LLMs, AI agents, and chatbots come with built-in safeguards—but those guardrails aren’t keeping up with the pace of innovation. As enterprise adoption accelerates, safety and security must evolve just as quickly.

AI is already embedded into many of the tools businesses rely on. For organizations aiming to stay competitive, the appeal is clear: faster outcomes, lower costs, and smarter systems. But those benefits come with risks—risks that demand proactive security thinking.

At SPR, we believe AI is software—and that means it must be developed, tested, and secured with the same rigor as any other critical system.
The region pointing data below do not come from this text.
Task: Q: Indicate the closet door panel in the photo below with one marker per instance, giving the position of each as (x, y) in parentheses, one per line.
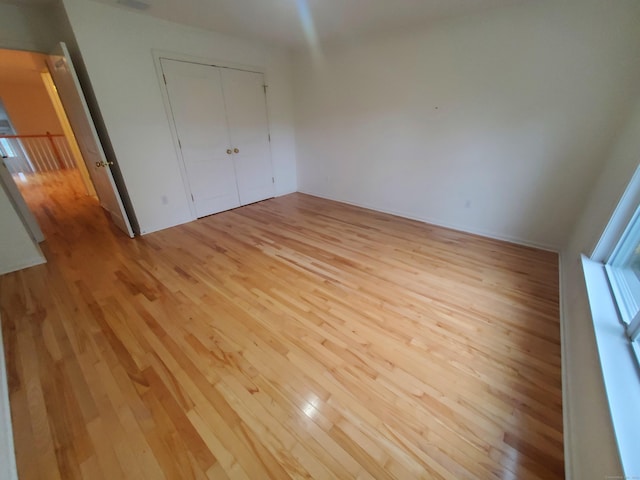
(249, 133)
(198, 109)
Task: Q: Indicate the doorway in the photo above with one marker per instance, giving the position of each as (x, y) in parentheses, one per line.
(49, 143)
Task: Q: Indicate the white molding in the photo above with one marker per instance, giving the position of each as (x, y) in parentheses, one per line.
(567, 431)
(8, 469)
(440, 223)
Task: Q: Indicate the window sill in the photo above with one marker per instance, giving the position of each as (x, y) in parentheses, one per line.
(619, 367)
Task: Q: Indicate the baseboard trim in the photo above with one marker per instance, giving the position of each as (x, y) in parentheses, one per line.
(8, 469)
(439, 223)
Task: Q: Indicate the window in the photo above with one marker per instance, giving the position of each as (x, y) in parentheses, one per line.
(623, 270)
(612, 277)
(6, 150)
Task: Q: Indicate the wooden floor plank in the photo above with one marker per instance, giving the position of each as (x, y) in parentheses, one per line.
(292, 338)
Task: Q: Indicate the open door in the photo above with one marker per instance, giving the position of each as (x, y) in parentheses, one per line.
(75, 106)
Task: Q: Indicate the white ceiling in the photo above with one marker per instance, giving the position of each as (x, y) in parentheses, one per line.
(279, 22)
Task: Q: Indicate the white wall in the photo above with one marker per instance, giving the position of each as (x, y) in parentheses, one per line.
(590, 435)
(25, 27)
(17, 249)
(494, 123)
(116, 47)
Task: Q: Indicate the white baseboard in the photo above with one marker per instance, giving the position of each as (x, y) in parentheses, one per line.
(8, 469)
(440, 223)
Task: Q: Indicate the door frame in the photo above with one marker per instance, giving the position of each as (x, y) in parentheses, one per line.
(158, 55)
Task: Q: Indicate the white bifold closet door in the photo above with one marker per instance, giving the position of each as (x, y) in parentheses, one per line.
(221, 121)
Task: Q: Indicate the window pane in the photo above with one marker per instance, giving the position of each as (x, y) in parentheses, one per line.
(624, 271)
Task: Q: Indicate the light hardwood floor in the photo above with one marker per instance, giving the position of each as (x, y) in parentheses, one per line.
(293, 338)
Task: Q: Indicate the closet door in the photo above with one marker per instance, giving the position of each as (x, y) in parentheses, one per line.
(248, 129)
(198, 109)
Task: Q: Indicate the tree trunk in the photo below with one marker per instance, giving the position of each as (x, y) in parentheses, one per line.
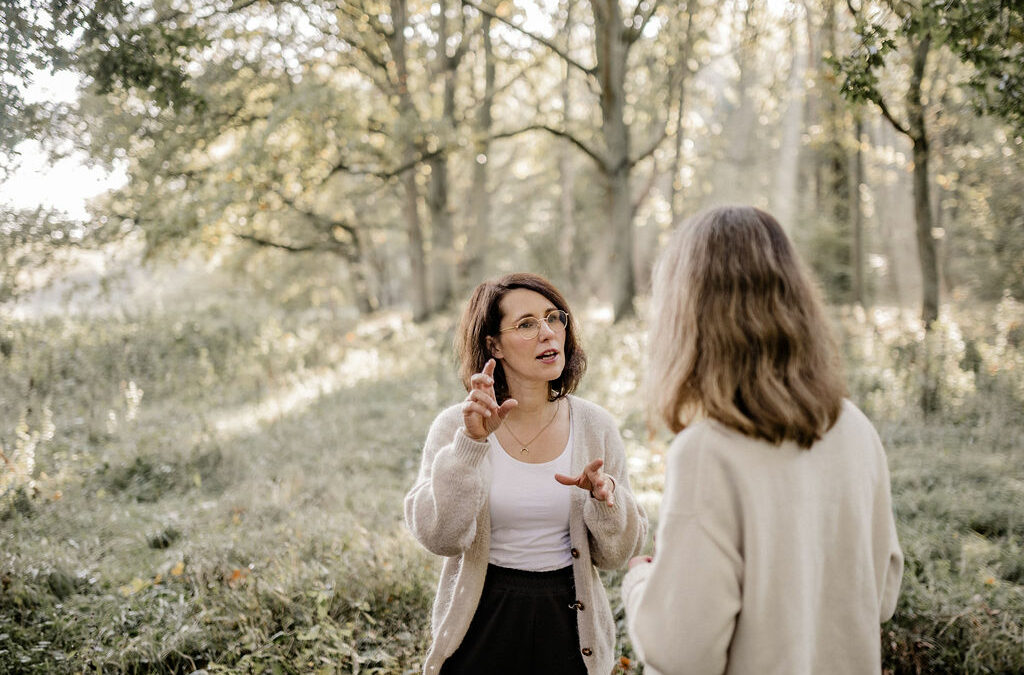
(611, 60)
(566, 173)
(473, 268)
(857, 214)
(784, 202)
(414, 227)
(442, 235)
(922, 198)
(354, 254)
(926, 241)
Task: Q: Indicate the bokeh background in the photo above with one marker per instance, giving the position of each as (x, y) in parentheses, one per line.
(216, 375)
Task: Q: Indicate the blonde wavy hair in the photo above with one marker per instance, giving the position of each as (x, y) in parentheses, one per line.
(738, 333)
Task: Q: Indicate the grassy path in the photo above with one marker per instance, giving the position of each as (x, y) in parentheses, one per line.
(225, 493)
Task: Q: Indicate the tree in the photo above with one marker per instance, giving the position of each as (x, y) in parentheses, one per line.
(98, 37)
(984, 34)
(614, 37)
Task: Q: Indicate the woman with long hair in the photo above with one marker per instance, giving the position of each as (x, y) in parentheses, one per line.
(523, 490)
(776, 544)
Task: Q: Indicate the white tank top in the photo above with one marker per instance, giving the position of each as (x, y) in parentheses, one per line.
(529, 511)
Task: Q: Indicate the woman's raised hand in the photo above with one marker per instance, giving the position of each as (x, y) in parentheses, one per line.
(481, 414)
(600, 484)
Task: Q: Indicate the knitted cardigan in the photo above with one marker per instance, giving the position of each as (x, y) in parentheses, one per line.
(448, 511)
(771, 559)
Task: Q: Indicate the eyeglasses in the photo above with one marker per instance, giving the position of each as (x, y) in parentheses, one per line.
(529, 328)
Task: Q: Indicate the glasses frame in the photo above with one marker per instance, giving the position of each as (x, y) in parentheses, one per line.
(565, 324)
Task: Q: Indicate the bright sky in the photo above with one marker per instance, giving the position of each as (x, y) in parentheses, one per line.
(66, 185)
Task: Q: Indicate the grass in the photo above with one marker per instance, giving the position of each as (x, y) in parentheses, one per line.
(221, 488)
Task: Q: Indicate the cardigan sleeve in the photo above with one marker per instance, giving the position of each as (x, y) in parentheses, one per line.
(441, 508)
(682, 608)
(891, 567)
(616, 533)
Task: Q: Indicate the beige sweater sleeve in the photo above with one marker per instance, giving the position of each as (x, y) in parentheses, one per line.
(682, 607)
(441, 508)
(893, 567)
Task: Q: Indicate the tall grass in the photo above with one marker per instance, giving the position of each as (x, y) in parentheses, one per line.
(221, 488)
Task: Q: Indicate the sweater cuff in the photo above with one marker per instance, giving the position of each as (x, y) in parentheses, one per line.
(469, 451)
(602, 511)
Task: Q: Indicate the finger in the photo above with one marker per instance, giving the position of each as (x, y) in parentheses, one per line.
(483, 398)
(474, 407)
(604, 495)
(506, 408)
(480, 381)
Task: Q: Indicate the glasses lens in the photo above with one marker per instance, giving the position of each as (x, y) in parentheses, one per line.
(557, 320)
(528, 329)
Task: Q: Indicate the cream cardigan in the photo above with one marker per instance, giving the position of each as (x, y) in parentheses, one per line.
(448, 512)
(770, 559)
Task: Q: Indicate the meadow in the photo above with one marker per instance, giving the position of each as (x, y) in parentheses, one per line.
(217, 484)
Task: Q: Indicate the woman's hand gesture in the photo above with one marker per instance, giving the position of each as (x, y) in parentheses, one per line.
(481, 414)
(600, 484)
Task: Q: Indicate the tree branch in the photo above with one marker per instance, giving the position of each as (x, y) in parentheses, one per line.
(653, 146)
(594, 155)
(634, 32)
(592, 72)
(889, 116)
(280, 245)
(387, 174)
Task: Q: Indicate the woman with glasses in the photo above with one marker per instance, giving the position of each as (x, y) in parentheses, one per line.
(523, 489)
(776, 545)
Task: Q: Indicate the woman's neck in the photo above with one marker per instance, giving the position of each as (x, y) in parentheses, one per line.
(531, 397)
Understanding AI Attack Surfaces

In software security, an “attack surface” refers to the number of potential points where a malicious actor can attempt to interfere with, extract data from, or manipulate a system. A smaller attack surface usually means a more secure application.

AI, however, introduces entirely new surfaces—and they’re growing.

Unlike traditional software, LLM-based systems process enormous volumes of data and often operate with autonomy. In many enterprise environments, AI tools are third-party black boxes, making it critical to evaluate vendors carefully and manage third-party risks.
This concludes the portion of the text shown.